Another Action Day in the Urban Homesteading Battle. Today we are asked to sign the following letter/petition. If you care to sign, you may do so here. More info at Take Back Urban Homesteading(s) My own view is you cannot copyright a lifestyle, especially one started by our forefathers and foremothers generations ago. Anf part of what cracks me up is the DerVaes claim that copyrighting Urban Homestead and Urban Homesteading protects their intellectual property. What toast- as you can see in the petition letter Mother Earth News had articles in print in 1976 and 1980, predating the Dervae's latent claim of the year 2002.
The Letter:
Greetings Jules and the Dervaes Institute Corporation,
I am writing to ask that you cancel the Trademarks on "Urban Homestead" and "Urban Homesteading" in good faith from the urban homestead community. The Urban Homesteading movement was addressed in two articles by Mother Earth News, a 1976 Article on the Integral Home (1) and a 1980 Article on Modern Homesteading (2) which both pre-date the 2002 date of first use as claimed on your trademark filing. As such, I believe that your group has laid false claims on the rights to the term.

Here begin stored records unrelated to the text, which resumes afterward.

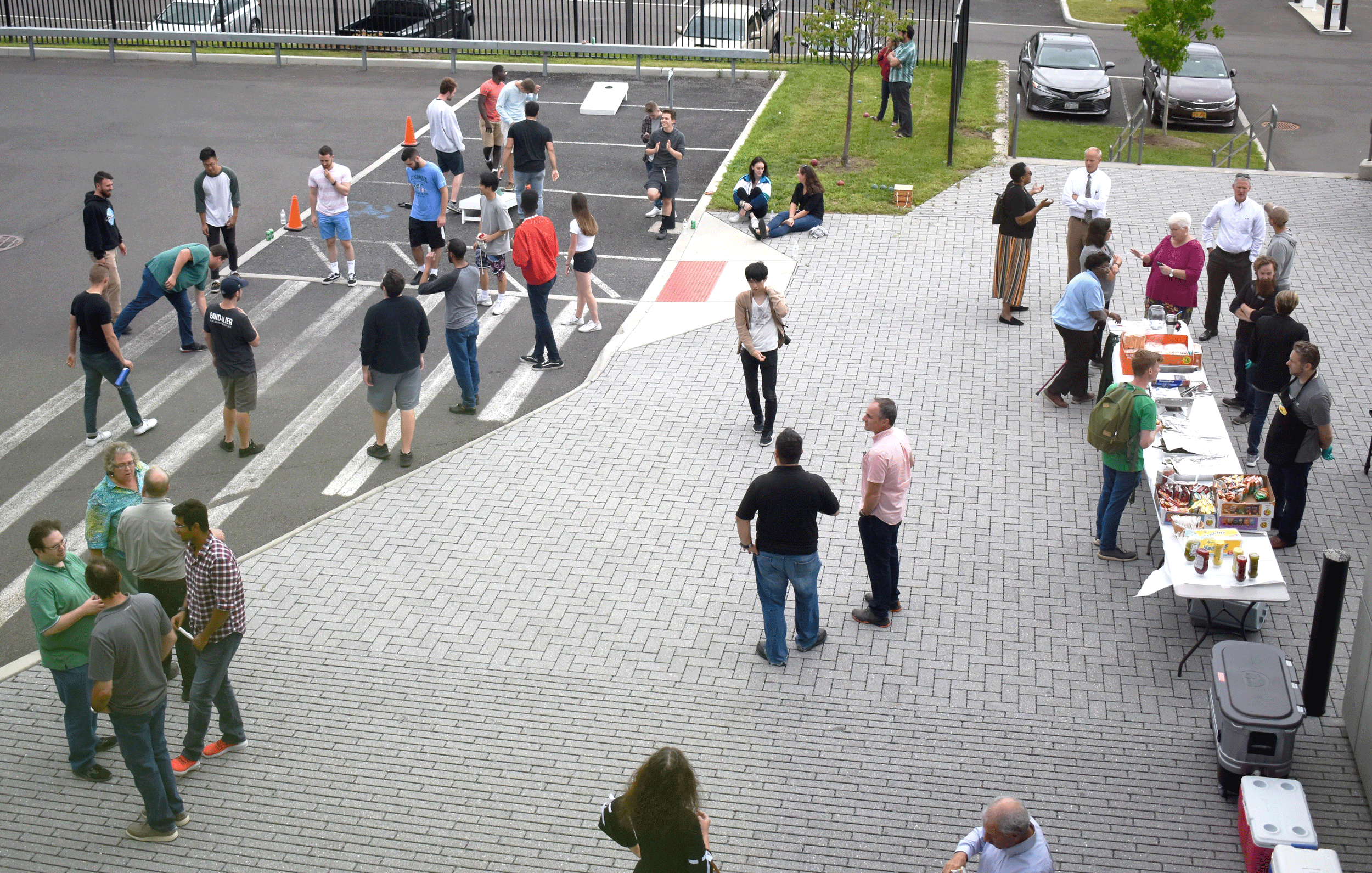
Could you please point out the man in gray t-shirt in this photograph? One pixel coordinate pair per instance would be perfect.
(460, 290)
(128, 643)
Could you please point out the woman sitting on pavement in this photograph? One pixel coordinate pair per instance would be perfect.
(1176, 264)
(752, 194)
(807, 206)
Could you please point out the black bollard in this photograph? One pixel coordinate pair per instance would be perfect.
(1324, 630)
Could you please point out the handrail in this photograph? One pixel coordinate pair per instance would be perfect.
(1271, 116)
(1134, 122)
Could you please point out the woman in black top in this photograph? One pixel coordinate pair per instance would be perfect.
(659, 817)
(807, 205)
(1008, 283)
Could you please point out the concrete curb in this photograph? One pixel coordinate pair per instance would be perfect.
(1088, 25)
(531, 66)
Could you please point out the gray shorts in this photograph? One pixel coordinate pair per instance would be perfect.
(402, 387)
(239, 392)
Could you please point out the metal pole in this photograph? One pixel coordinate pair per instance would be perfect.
(1324, 630)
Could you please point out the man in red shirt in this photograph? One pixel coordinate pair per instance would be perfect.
(536, 255)
(492, 135)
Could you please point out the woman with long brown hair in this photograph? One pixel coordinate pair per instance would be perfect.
(807, 205)
(581, 257)
(659, 817)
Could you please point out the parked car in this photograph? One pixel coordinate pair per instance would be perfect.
(733, 25)
(1062, 73)
(416, 18)
(1201, 92)
(210, 15)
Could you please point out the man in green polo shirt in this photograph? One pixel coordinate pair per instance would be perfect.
(172, 275)
(64, 612)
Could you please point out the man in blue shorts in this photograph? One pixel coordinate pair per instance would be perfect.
(429, 194)
(330, 185)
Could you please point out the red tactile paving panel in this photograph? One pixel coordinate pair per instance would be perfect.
(690, 282)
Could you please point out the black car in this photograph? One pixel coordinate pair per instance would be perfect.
(1062, 73)
(1201, 94)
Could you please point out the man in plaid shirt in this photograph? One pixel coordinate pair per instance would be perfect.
(215, 612)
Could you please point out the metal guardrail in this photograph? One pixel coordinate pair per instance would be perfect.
(278, 40)
(1271, 117)
(1132, 129)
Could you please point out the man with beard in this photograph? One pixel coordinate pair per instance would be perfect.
(1255, 301)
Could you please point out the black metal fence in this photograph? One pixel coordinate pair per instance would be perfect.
(770, 24)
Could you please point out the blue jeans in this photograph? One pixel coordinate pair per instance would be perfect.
(1115, 496)
(879, 548)
(1289, 483)
(150, 293)
(143, 742)
(527, 179)
(1261, 404)
(212, 684)
(99, 367)
(777, 227)
(773, 573)
(542, 327)
(462, 349)
(75, 694)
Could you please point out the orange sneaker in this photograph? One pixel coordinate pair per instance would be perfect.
(182, 765)
(218, 747)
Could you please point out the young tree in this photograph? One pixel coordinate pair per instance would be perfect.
(1164, 28)
(850, 32)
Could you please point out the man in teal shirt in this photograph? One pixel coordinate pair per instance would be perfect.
(171, 275)
(902, 75)
(64, 612)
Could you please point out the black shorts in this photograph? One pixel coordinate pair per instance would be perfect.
(426, 234)
(449, 161)
(663, 180)
(583, 261)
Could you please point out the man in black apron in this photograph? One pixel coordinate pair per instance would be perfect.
(1300, 433)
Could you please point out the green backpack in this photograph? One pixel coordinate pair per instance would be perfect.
(1109, 426)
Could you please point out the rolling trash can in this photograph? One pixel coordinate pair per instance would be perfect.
(1256, 709)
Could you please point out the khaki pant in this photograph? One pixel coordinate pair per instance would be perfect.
(111, 291)
(1076, 239)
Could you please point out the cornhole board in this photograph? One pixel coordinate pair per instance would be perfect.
(604, 98)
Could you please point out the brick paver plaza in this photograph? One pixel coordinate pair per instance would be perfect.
(454, 673)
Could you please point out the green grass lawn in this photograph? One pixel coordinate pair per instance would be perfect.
(1064, 139)
(1105, 12)
(806, 120)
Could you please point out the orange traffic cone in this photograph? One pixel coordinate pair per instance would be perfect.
(294, 222)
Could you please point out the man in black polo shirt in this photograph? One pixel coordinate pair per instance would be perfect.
(785, 503)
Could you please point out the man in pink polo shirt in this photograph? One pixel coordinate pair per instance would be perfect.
(885, 481)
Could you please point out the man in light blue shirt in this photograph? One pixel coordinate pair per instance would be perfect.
(1076, 316)
(1009, 842)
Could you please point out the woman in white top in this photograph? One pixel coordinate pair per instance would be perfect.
(581, 257)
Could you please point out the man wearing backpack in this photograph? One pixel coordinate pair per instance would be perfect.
(1123, 425)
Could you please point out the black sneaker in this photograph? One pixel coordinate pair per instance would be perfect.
(95, 773)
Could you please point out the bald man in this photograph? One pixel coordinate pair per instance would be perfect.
(1009, 842)
(151, 545)
(1084, 194)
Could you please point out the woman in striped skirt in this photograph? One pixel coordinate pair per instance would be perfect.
(1017, 226)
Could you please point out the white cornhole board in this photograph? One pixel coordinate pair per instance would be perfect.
(604, 98)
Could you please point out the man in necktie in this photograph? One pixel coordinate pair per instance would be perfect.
(1086, 194)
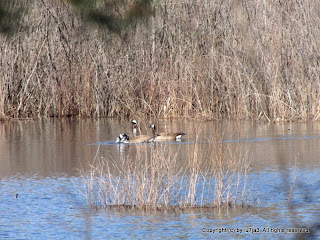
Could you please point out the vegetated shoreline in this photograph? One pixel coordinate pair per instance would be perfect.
(153, 179)
(210, 60)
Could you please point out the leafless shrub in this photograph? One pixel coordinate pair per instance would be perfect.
(211, 59)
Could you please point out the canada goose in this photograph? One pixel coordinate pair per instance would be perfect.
(135, 128)
(166, 136)
(124, 138)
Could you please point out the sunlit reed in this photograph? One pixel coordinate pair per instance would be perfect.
(213, 176)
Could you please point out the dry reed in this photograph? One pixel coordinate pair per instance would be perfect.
(211, 59)
(152, 177)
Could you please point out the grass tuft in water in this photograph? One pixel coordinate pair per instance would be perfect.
(150, 177)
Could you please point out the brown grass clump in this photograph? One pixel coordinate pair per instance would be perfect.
(211, 59)
(153, 177)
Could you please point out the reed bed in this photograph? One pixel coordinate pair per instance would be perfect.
(211, 59)
(153, 177)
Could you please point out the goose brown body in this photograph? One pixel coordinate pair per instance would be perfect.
(124, 138)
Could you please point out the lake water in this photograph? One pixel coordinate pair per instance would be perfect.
(41, 162)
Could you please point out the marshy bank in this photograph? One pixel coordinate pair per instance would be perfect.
(210, 59)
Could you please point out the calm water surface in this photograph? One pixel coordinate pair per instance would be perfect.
(40, 161)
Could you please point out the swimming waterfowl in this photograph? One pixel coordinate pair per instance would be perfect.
(166, 136)
(135, 128)
(124, 138)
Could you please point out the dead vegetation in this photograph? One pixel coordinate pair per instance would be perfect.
(149, 177)
(210, 59)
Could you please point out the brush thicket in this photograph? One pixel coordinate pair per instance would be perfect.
(211, 59)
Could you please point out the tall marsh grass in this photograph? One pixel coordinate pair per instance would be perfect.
(153, 177)
(212, 59)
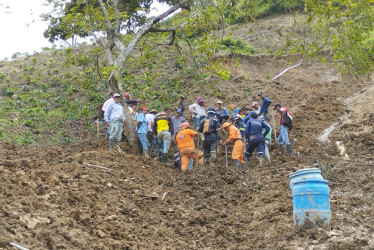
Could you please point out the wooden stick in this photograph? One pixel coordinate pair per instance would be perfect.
(97, 166)
(274, 129)
(18, 246)
(97, 128)
(197, 151)
(284, 71)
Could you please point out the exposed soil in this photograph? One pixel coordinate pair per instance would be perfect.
(51, 200)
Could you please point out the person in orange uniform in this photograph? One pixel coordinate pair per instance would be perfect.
(234, 136)
(186, 146)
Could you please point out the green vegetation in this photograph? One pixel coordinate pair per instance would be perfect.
(45, 98)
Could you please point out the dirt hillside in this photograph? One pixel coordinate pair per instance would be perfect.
(54, 198)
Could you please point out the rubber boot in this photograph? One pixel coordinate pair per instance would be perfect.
(237, 163)
(213, 157)
(262, 161)
(110, 144)
(145, 152)
(164, 157)
(268, 158)
(289, 149)
(156, 155)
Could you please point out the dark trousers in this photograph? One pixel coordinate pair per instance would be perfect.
(255, 141)
(209, 144)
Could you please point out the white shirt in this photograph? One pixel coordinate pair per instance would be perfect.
(107, 103)
(150, 119)
(196, 108)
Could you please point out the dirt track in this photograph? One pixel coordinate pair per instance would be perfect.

Your actions go against the spirit that makes up the Urban Homesteading
community. Furthermore, I will be boycotting your digital properties and
physical goods until your corporation legally cancels the trademark
registrations.
1. http://www.motherearthnews.com/Nature-Community/1976-11-01/The-Integral-Urban-House.aspx
2. http://www.motherearthnews.com/Modern-Homesteading/1980-09-01/Community-Homesteading-Programs.aspx?page=4"
1 comment:
I am just totally blown away that anyone would even think to try to copyright such a phrase. It's sort of like copyrighting the phrase "suburban housewife". Are you sure they have copyrighted it and not tradmarked it?
But what really amuses me is that back in the 1980's I remember the term being used to mean something entirely different. At the time, here in Denver at least, there was a great deal of gentrification going on in crime-ridden urban neighborhoods. And when wealthy white people would move into a predominantly black urban neighborhood, they would call it "urban homesteading".
Speaking as a person who had to completely dismantel a previous blog because someone threatened to sue me over the name (they claimed I used a word that they had trademarked) I'm really starting to think that this whole concept has gone entirely too far! Brings up images of Monsanto patenting seeds etc.
I think I'll go apply for a patent on air and charge everybody to breathe!